It is desirable to have a robot make a motion in the least time. Current methods result in a compromise between computation time and motion time. For example, classical control methods work in real-time, but result in motions with sub-optimal times. However, optimization routines can produce motions with optimal times, but computation might take minutes. The ideal solution is one which works in real time, and finds an optimal motion time.
Neural Networks are powerful computers based on the structure of the human brain. These may be applied to problems like Optimal Time Motion Planning. The Neural Networks are very fast and fault tolerant. Based on a few examples they are capable of learning to solve an un-modelled problem. A majority of this thesis is involved with trying to produce some examples to train the neural network with.

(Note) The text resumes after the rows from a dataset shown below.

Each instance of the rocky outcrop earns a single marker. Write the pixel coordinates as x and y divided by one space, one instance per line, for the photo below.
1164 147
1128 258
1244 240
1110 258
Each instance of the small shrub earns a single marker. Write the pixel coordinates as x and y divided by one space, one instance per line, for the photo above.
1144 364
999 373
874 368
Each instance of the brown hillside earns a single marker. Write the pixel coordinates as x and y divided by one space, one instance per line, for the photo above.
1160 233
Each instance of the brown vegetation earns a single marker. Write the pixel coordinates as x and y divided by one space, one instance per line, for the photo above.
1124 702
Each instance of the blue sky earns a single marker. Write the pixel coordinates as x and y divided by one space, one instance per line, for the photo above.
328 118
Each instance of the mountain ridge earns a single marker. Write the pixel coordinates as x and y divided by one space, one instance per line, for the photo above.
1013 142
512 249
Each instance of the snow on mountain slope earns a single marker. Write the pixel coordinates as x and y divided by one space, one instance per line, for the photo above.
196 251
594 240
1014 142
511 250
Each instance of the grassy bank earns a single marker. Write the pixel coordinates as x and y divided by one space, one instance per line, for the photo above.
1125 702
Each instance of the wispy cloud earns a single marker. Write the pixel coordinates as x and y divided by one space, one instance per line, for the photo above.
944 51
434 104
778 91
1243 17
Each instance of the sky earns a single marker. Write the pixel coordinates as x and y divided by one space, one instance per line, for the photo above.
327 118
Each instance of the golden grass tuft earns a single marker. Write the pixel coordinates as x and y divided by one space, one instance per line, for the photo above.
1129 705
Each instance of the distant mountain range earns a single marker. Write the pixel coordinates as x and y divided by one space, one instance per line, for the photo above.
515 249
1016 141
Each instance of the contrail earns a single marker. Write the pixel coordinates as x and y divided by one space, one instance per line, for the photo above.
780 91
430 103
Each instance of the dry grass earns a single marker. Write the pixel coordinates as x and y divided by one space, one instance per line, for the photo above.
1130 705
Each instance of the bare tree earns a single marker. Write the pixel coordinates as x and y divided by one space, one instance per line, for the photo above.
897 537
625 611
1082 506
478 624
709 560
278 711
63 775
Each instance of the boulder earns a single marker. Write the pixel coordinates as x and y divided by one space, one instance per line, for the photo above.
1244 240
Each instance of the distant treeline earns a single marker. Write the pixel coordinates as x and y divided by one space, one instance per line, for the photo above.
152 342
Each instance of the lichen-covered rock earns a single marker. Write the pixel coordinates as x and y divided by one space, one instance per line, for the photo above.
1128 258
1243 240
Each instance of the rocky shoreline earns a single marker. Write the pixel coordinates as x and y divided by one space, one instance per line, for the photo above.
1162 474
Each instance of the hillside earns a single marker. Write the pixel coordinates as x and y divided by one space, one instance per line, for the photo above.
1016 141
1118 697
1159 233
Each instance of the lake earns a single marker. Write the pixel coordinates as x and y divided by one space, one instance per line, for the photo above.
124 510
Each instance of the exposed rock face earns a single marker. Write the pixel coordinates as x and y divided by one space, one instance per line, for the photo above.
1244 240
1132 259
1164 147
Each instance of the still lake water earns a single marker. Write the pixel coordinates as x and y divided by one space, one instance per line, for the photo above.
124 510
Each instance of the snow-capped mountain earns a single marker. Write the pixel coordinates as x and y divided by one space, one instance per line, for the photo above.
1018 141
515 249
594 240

Three cases were examined for this problem. Two simple cases were examined based on a maximum joint velocity first, and then maximum joint acceleration second. Results from both of these cases proved very successful. The thesis then describes a neural network for maximum joint torque control. This description includes techniques for finding paths based on maximum joint torque limits.
To find Optimum Motions, Bezier Splines are used to model the motion. These are then adjusted by combinations of various Optimization techniques. The final results are good approximations of Optimal Time Motions. These are used to find a number of example motions through the workspace. Sample points are taken from the motions, and these are used to train the neural network.
After training, the Neural Network was tested for various starting and goal points not previously trained. For a given state (position and velocity) and goal input to the Neural Network, the torque output generated a nearly global optimum motion, as compared to the motion generated by the optimization routine.